Everything starts with food – here’s the Tiger resting while I ate half of my breakfast:

The Tiger at Breakfast

A couple hours later, taking a break in a park and eating the rest of breakfast:

Tiger in the Park

There are all kinds of flowers out now:

Honeysuckle

Dogwood

I picked up a sandwich shortly after this stop and took it with me for a ride out into PA. I thought I might find another nice place to stop and eat it. After an hour or so  I took another break. I like to stop at this one pulloff – you can see it was pretty gloomy, but it only rained lightly a few times up to this point.

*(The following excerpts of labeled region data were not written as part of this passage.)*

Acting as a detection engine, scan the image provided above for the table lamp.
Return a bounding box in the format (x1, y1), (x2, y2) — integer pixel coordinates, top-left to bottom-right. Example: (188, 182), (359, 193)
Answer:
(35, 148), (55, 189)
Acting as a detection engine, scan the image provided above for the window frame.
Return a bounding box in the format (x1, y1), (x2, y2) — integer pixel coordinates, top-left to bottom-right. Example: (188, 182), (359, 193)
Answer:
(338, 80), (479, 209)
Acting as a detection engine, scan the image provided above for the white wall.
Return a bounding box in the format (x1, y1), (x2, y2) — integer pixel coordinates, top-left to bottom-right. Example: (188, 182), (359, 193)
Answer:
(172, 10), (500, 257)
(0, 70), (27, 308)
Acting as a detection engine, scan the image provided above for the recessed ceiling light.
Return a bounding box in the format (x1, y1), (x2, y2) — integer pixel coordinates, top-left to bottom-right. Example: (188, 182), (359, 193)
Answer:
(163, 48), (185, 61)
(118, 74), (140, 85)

Another  pic looking to the right:

A little gloomy out today

I headed home to eat my lunch and took a break for a couple hours and then decided to finally button up the Bonneville from it’s new battery and take it out. The Bonneville hasn’t been out yet this season, so a fresh tank of gas was in order, along with a good long ride. I only stopped a couple times.

For Dinner:

Dinner with the Bonnie

Dinner with the Bonnie

On the side of the road. Now it was raining on and off and it was getting dark:

Bonnie break

Bonnie break

That’s it. Today’s rides started at about 10 this morning and ended at about 8:00pm with about 3 hours of breaks throughout the day. Good Stuff!!!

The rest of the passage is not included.